Researchers focused on two separate case studies: the works of Roman playwright Seneca and of the Roman historian Livy. They looked at how eight works that appeared to be written by Seneca were related to each other and how three works not written by him were different from the others. The study found that Seneca’s plays had subtle stylistic differences from those not written by him.
For the second case study, researchers used machine learning, a form of artificial intelligence, to study how Livy incorporates the works of previous Latin authors, most of which have not survived, into his works. The lack of reference texts makes it difficult to determine whether Livy was quoting, paraphrasing, imitating or referring to a previous writer, but researchers found that certain passages stood out, warranting further study. Using the same technique, the researchers also found that Latin prose shifted stylistically around the time of Caesar’s writings.
“There’s a growing appreciation that cultural artifacts and institutions can evolve much the same way that biological organisms can, and many of the techniques developed for studying biological evolution can be profitably deployed to studying cultural evolution,” said Joseph Dexter, PhD candidate in systems biology at Harvard University and first author of the study. “There’s been some really nice progress in extending this work to linguistic evolution, but there’s been less work on moving beyond the dynamics of how individual words or phrases of syntactic construction change over time to more integrated consideration of the evolution of literature.”
Chaudhuri said the study was unique in that people from an exceptional variety of backgrounds and fields worked on it, including a high school student, undergraduates and professors as well as people with expertise in topics from theoretical physics to classics.
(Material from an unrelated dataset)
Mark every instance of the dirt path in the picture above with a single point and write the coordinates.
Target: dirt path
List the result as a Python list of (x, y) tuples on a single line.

The study also focuses on different literary features than other studies.
“Most studies of literary evolution focus on features like words or subject matter, but we show how subverbal or nonverbal features, as well as sentence structure, play a role in the development of literature,” Chaudhuri said.
The project comes out of the Quantitative Criticism Lab co-founded by Dexter and Chaudhuri and received funding from the National Endowment for the Humanities, a Digital Innovation Fellowship from the American Council of Learned Societies and the New Directions Fellowship from the Andrew W. Mellon Foundation.